The land cannot be sold permanently because the land is mine and you are foreigners—you’re my tenants.

Leviticus 25:23

Make no mistake about it.  In God’s economy, God owns us. He bought us with a price. Jesus traded His death for ours. The only choice we have is whether we acknowledge the purchase or not. If we don’t acknowledge His ownership, we will face the penalty for our sins without protection.

We are but tenant farmers in God’s field. That thought came to me in reading Leviticus 25. Later in the chapter, He says, “Treat him as a hired hand,” when prohibiting slave trading between Israelites. Every fifty years, Israel celebrated the year of jubilee.  Land was returned to ancestral owners, and slaves were set free.
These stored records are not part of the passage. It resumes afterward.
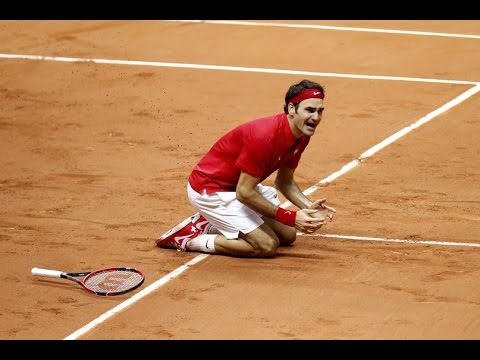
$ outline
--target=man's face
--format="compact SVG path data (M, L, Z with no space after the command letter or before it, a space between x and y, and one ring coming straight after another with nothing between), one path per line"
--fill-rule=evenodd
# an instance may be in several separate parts
M292 116L294 124L294 135L300 137L302 135L312 136L315 134L323 114L323 99L305 99L300 102L295 112L295 106L289 105L289 114Z

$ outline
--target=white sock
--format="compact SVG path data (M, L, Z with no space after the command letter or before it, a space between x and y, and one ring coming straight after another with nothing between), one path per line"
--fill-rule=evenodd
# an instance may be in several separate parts
M198 235L188 243L188 250L215 254L215 234Z

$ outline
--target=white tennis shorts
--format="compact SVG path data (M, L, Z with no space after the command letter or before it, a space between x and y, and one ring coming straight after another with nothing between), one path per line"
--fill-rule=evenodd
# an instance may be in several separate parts
M275 188L258 184L257 190L272 204L280 205ZM227 239L237 239L239 231L248 234L263 224L262 215L238 201L234 191L207 194L203 190L200 194L187 183L187 194L192 206Z

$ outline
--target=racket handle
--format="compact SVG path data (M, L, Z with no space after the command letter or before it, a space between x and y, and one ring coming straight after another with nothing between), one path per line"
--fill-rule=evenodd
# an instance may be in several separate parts
M61 276L62 274L63 272L58 270L32 268L32 275L35 275L35 276L62 277Z

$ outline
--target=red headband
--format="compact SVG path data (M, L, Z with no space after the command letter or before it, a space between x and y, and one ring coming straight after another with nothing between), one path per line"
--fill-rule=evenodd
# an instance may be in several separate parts
M305 99L323 99L324 97L325 95L323 94L323 91L320 91L319 89L305 89L302 90L300 94L290 99L290 102L292 104L298 104L300 101Z

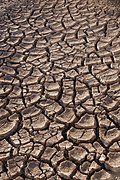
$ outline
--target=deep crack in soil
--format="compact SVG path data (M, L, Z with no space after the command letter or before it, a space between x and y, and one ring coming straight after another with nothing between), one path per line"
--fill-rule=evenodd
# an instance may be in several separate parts
M0 180L120 179L119 4L0 1Z

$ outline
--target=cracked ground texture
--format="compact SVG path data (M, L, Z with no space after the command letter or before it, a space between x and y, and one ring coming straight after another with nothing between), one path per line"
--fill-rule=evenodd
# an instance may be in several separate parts
M86 0L1 9L0 180L120 180L120 17Z

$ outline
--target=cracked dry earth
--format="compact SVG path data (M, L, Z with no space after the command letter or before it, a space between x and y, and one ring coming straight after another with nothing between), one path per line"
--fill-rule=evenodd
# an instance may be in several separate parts
M80 0L0 16L0 180L120 179L120 18Z

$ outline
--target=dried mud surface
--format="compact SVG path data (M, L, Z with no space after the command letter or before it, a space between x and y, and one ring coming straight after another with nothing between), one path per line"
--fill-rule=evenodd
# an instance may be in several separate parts
M0 180L119 180L115 9L0 4Z

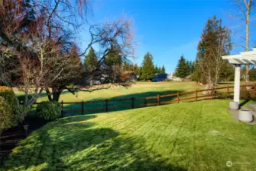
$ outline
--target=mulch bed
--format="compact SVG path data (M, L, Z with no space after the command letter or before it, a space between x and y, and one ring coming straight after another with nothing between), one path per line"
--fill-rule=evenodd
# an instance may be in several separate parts
M0 168L20 141L47 123L38 117L30 116L25 118L22 125L5 130L0 135ZM29 125L27 132L23 127L24 125Z

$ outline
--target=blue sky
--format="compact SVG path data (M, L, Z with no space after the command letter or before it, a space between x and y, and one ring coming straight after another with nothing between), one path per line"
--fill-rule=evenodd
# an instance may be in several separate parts
M132 18L135 32L135 59L141 64L150 52L154 63L164 65L167 73L175 70L181 55L194 60L197 43L207 19L213 15L234 27L228 14L231 1L225 0L102 0L93 2L88 24L112 21L122 15ZM230 11L230 12L229 12ZM81 49L89 40L88 28L80 34ZM234 39L235 40L235 39ZM238 52L235 48L233 53Z

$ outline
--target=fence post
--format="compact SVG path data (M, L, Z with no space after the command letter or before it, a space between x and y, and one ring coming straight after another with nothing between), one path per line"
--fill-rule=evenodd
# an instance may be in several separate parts
M82 100L82 115L84 114L84 109L83 109L83 100Z
M160 105L160 95L157 94L157 105Z
M146 99L146 97L144 99L144 105L147 107L147 99Z
M61 117L63 117L63 100L61 101Z
M131 109L134 108L134 97L131 97Z
M177 98L178 99L177 100L179 103L180 103L180 92L179 91L177 93Z
M109 100L105 100L105 112L109 112Z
So, I am God’s tenant. What on earth does that mean? A few thoughts:

  • God provides what I need to work.
  • I should hold onto things lightly. They don’t really belong to me, in any case.
  • God expects us to maintain and improve what He gives to us.
  • I should treat others as fellow tenants–I am no better nor worse than they are. We have an equal position before God.
  • God expects a return on His investment. He expects farmers to sow seeds and harvest. He expects teachers to teach. He expects writers—gulp—to write and share what they have written.

As God’s tenant, what do you feel He is asking you to do today?